# Filth at the velodrome



## Boxers (4 August 2012)

Just watching the chat at the velodrome and there's one guy called Mark Cavendish on there, well I have never seen such dirty jeans!  He looks as if he has just come in from work on a building site or something.


----------



## bongo-girl (4 August 2012)

_there's one guy called Mark Cavendish on there, _

Never heard of him......


----------



## Slinkyunicorn (4 August 2012)

That'll be Mark Cavendish the winner of 4 stages of the TdeF and GB cyclist you are talking about - seeing how he won't have seen his home in about 5 weeks I am surprised he has any clean clothes at all.......


----------



## LizzieJ (4 August 2012)

Boxers said:



			there's one guy called Mark Cavendish on there
		
Click to expand...

  one guy... THE Mark Cavendish, I would think he's allowed dirty jeans after what he's been doing tbh!


----------



## Boxers (4 August 2012)

Slinkyunicorn said:



			That'll be Mark Cavendish the winner of 4 stages of the TdeF and GB cyclist you are talking about - seeing how he won't have seen his home in about 5 weeks I am surprised he has any clean clothes at all.......

Click to expand...

I would imagine there are laundry facilites at the olympic village


----------



## Slinkyunicorn (4 August 2012)

Boxers said:



			I would imagine there are laundry facilites at the olympic village
		
Click to expand...

I should imagine there are - the point is he obviously doens't consider it important in relation to the events he has been competing in over the past few weeks........


----------



## armchair_rider (4 August 2012)

Maybe it's go faster stripes. Just very close together


----------



## Rowreach (4 August 2012)

My sons advise me that jeans with the ingrained dirt look are the height of fashion ............


----------



## Mithras (4 August 2012)

I think the jeans are meant to look like that.  I thought they were quite nice.  Can't stand the preppy look.


----------



## hairycob (4 August 2012)

I opened this thread expecting something farmore interesting than the state of a blokes jeans!


----------



## nosenseofdirection (4 August 2012)

Winner of 4 stages? He's up to 23 now, isn't he? Or did you mean this year?


----------



## Slinkyunicorn (4 August 2012)

nosenseofdirection said:



			Winner of 4 stages? He's up to 23 now, isn't he? Or did you mean this year?
		
Click to expand...

I meant what he had done in the past few weeks


----------



## Dab (4 August 2012)

Boxers said:



			one guy called Mark Cavendish on there, well I have never seen such dirty jeans!
		
Click to expand...

'only THE greatest cycling sprinter of all time'.......can't say i was looking at his jeans


----------



## numptynoelle (4 August 2012)

I'm with Mithras, I rather liked his jeans! Loved the combo of him, Jake and Geraint during the cycling


----------



## combat_claire (4 August 2012)

So Victoria Pendleton wasn't caught reading Fifty Shades of Grey in between races!!


----------



## CorvusCorax (4 August 2012)

Soooo disappointed in this thread


----------



## numptynoelle (4 August 2012)

CaveCanem said:



			Soooo disappointed in this thread  

Click to expand...

CC shush!  I don't think we are in soapbox any more.....


----------



## tasel (4 August 2012)

But these things are "in"!!! I have some ridiculously expensive jeans somewhere (we're talking hundreds of £), and it has finely created rugged holes and white-ish paint over it.

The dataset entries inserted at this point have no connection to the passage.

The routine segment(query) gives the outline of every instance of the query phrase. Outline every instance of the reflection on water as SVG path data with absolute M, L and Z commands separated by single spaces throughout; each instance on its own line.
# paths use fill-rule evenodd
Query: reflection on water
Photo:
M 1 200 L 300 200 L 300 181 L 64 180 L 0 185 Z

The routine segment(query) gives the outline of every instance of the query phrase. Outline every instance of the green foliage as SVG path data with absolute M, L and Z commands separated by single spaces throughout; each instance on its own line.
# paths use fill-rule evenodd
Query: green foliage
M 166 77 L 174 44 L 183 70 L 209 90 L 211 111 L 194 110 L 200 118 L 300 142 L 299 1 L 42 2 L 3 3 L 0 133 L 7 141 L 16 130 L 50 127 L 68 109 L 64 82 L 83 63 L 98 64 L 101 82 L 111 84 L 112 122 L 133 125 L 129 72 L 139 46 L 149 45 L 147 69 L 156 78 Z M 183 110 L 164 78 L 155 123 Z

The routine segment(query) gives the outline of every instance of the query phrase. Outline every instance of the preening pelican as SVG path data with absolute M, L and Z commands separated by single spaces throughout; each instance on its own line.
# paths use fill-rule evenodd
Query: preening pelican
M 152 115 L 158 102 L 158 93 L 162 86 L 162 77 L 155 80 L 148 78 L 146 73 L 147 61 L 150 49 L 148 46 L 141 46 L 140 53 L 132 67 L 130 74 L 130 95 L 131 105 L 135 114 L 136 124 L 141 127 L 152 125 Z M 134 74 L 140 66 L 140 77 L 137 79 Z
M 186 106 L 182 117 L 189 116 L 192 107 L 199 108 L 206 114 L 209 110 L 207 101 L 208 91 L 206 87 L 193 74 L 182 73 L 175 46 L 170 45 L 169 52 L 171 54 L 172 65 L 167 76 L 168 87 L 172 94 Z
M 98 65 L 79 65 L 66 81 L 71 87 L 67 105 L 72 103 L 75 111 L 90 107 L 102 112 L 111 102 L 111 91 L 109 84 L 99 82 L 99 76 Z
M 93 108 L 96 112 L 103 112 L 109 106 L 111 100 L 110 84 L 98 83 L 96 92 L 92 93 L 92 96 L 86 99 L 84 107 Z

You might find this ridiculous - but although they look like that, I'm bl**dy careful when wearing them because of how much they cost.

OH won't let me put Mark Cavendish down. EVER. He worships some of these athletes like gods.


----------



## CorvusCorax (4 August 2012)

Apologies, I'm off back to Pervy Corner


----------



## ChiffChaff (5 August 2012)

combat_claire said:



			So Victoria Pendleton wasn't caught reading Fifty Shades of Grey in between races!!
		
Click to expand...

Haha!


----------



## HashRouge (5 August 2012)

He's THE Mark Cavendish....he can wear what he likes!!! 
He's also reigning world champion, as well as the best sprinter in the world...
I think Cav is great and I'm really glad that he's managed to get over his personal disappointment and join the commentary team. And I like his jeans


----------



## Boxers (5 August 2012)

Well it seems I must apologise to you all. I hadn't a clue who Mark Cavendish was, I don't following cycling (?) at all.

And I'm afraid I still don't like those 'dirty look' jeans, whoever he is.


----------



## Freddie19 (5 August 2012)

HashRouge said:



			He's THE Mark Cavendish....he can wear what he likes!!! 
He's also reigning world champion, as well as the best sprinter in the world...
I think Cav is great and I'm really glad that he's managed to get over his personal disappointment and join the commentary team. And I like his jeans 

Click to expand...

How on earth from television can you say what his jeans are like, and did you object that Ben Ainslie had not shaved before he went on camera the other night, I could go on....but for goodness sake, celebrate not moan.


----------